Fedrik Adhar menyebut OTT KPK itu sebagai pencitraan. Dia mengajak netizen untuk melawan lembaga anti rasuah itu. Bahkan dalam postingannya, Fedrik mencibir pengungkapan kasus oleh KPK.
“Ke mana Century, BLBI, hambalang e ktp, yang ratusan trilun, ngapain OTT kecil-kecil. Kalo jendral bilang lawan, kita suarakan lebih keras perlawanan dan rapatkan barisan,” tulis Fedrik dalam statusnya yang diunggah pada Selasa, 14 April 2016. Status itu kini sudah lenyap dari beranda akun Facebook-nya.
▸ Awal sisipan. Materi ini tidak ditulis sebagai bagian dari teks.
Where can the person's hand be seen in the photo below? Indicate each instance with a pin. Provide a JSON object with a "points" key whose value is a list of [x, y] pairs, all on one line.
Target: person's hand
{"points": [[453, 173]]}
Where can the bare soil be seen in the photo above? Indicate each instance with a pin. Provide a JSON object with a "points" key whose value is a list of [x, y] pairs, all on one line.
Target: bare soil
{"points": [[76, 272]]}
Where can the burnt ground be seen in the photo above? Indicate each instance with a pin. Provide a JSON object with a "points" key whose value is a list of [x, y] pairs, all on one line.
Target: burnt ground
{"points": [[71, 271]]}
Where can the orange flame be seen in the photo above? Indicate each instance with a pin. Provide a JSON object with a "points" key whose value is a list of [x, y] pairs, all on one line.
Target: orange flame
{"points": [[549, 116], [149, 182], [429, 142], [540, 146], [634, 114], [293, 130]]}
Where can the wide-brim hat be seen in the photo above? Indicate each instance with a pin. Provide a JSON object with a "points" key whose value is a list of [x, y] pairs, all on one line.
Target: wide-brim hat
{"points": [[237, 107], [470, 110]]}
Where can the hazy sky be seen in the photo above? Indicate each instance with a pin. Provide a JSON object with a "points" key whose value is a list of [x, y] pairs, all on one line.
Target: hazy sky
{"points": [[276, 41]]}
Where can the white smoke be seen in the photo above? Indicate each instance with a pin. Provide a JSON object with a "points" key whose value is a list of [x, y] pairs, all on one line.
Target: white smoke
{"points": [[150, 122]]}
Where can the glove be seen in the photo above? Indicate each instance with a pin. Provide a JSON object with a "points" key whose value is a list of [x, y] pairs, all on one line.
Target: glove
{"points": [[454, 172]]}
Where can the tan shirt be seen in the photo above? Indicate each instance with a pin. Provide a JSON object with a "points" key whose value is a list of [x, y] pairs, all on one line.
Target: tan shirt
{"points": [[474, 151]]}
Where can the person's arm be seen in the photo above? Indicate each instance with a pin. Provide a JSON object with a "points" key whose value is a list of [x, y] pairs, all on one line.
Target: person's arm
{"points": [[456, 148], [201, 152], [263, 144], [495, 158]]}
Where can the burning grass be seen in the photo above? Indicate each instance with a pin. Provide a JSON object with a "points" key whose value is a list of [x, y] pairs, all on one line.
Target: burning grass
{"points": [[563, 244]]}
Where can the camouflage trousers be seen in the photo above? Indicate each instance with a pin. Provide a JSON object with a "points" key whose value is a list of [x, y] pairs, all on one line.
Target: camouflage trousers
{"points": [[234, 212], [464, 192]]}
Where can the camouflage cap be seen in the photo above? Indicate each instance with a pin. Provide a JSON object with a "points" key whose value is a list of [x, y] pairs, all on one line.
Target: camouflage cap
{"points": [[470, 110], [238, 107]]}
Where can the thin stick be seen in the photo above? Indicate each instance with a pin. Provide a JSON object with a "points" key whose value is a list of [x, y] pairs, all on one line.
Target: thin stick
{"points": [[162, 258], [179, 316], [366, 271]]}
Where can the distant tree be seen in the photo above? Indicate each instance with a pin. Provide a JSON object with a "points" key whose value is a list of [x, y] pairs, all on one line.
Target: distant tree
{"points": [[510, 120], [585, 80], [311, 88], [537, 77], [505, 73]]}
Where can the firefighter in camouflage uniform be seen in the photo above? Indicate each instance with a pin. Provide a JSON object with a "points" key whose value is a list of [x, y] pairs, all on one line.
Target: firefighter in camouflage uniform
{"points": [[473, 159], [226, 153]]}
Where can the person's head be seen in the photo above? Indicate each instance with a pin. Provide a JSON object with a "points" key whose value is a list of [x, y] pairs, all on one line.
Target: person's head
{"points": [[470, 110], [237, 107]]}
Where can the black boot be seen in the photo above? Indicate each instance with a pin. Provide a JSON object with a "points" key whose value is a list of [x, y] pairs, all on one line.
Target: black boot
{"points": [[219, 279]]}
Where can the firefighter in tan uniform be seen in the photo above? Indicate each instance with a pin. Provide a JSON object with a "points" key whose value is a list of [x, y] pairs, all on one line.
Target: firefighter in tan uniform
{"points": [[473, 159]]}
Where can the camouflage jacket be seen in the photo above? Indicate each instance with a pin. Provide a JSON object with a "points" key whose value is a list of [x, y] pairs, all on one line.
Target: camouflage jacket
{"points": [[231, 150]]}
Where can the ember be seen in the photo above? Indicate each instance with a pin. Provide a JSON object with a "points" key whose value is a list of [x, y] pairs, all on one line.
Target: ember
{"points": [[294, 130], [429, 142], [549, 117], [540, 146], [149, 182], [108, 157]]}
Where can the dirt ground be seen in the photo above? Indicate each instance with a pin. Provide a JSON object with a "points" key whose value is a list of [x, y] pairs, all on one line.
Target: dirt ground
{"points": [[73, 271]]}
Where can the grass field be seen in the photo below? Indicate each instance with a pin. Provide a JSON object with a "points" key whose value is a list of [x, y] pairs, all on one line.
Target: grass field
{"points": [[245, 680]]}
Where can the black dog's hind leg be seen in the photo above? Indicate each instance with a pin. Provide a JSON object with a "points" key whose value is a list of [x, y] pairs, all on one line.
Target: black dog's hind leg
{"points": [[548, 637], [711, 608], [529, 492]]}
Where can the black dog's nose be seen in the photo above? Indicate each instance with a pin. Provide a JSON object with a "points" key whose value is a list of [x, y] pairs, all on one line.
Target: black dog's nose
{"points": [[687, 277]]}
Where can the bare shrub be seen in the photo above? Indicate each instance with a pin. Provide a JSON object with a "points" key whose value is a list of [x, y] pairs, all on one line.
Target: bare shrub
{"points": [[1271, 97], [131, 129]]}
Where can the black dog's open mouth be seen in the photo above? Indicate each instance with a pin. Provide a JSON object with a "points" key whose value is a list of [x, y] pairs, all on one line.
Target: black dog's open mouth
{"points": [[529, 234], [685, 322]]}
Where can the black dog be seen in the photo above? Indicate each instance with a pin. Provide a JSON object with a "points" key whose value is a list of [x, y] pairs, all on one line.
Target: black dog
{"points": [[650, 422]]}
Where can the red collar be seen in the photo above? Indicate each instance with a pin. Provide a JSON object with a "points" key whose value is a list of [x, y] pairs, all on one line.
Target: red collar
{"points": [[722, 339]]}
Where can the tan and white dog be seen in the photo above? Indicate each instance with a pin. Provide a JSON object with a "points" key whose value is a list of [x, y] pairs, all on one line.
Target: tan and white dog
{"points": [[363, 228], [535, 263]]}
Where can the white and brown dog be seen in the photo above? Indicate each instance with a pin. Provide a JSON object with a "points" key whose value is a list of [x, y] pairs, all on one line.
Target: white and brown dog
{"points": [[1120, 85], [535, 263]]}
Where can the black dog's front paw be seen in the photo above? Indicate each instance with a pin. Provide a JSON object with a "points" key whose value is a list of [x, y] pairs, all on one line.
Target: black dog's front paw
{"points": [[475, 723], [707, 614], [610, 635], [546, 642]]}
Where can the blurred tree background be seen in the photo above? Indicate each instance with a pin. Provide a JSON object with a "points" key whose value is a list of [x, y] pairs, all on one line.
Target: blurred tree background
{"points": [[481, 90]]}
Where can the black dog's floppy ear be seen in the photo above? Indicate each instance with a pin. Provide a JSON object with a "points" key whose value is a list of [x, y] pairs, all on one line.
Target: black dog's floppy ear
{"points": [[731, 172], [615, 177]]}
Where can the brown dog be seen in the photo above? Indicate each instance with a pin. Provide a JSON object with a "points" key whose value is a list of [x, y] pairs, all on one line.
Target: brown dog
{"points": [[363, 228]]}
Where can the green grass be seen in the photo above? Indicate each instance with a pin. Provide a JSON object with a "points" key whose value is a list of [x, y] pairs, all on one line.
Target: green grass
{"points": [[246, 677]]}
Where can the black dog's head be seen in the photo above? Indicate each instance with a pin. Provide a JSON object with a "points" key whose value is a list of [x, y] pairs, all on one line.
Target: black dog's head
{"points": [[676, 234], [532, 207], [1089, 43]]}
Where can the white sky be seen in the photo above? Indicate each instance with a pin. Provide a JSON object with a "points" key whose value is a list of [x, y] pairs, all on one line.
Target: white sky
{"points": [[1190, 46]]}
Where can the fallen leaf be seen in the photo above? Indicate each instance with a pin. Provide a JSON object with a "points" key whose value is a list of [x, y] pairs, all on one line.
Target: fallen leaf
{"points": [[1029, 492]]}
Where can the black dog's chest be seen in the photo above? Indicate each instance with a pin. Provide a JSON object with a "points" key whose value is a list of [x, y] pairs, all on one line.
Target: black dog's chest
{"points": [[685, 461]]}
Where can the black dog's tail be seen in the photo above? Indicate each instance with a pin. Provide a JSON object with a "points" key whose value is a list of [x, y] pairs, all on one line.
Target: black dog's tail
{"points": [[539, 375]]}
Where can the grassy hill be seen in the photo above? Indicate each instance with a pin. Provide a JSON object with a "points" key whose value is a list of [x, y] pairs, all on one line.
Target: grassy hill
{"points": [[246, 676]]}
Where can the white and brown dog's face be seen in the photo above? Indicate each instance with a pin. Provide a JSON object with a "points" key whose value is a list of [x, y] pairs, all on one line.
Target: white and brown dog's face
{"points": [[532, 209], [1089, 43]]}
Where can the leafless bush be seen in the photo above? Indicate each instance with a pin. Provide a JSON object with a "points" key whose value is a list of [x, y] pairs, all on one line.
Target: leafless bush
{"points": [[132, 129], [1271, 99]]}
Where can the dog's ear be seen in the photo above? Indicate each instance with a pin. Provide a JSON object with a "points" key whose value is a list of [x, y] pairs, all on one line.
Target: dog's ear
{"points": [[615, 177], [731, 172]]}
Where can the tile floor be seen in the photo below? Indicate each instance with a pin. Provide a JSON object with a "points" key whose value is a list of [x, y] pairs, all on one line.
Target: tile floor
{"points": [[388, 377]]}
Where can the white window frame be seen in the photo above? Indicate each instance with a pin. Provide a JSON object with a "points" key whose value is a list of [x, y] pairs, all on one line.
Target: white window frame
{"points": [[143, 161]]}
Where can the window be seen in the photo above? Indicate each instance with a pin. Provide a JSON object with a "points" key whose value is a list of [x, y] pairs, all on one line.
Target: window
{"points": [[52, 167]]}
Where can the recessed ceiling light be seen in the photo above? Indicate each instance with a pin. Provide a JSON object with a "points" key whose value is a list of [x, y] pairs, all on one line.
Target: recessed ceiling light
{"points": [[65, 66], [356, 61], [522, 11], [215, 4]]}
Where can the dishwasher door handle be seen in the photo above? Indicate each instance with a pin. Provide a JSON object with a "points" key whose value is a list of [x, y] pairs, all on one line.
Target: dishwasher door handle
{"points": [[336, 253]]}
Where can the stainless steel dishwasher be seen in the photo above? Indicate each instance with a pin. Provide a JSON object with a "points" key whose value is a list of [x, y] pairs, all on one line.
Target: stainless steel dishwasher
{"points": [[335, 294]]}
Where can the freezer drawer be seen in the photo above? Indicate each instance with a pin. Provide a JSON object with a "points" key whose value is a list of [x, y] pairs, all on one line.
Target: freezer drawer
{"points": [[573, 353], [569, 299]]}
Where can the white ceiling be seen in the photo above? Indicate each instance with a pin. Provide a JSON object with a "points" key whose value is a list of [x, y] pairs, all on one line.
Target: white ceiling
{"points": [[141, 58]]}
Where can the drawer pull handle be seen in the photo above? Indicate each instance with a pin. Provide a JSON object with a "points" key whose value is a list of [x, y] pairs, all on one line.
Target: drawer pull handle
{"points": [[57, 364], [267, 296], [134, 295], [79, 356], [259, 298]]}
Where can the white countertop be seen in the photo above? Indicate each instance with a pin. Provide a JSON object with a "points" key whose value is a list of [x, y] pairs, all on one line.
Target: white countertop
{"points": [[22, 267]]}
Selain pernah mencibir OTT KPK, belakangan Fedrik juga sering memposting berita maupun foto berkaitan dengan aksi yang mendesak proses hukum kepada Ahok.
Misalnya pada 3 Desember lalu, mantan Jaksa Muara Enim ini pernah menyebarkan foto ustadz Arifin Ilham bertajuk #belaquran. Di hari yang sama, Fredrik juga menyebarkan tautan dari situs portalpiyungan.co terkait Aksi Bela Islam III yang berjudul “Doa Dahsyat Ust. Arifin Ilham Minta Diturunkan Hujan Sebagai Tanda Dijabahnya Doa Peserta 212… Dan Hujan pun Turun”.
Bahkan pada 1 Desember, Fredrik mengunggah sebuah foto suasana setelah Ahok masuk di lobi Jampidum Gedung Kejaksaan Agung, Jakarta Selatan. Sehari sebelum Ahok mendatangi Kejaksaan Agung, Fredrik juga mengunggah berita detik.com berjudul “Kejagung Menilai Perbuatan Ahok Penuhi Unsur Pasal Penistaan Agama”.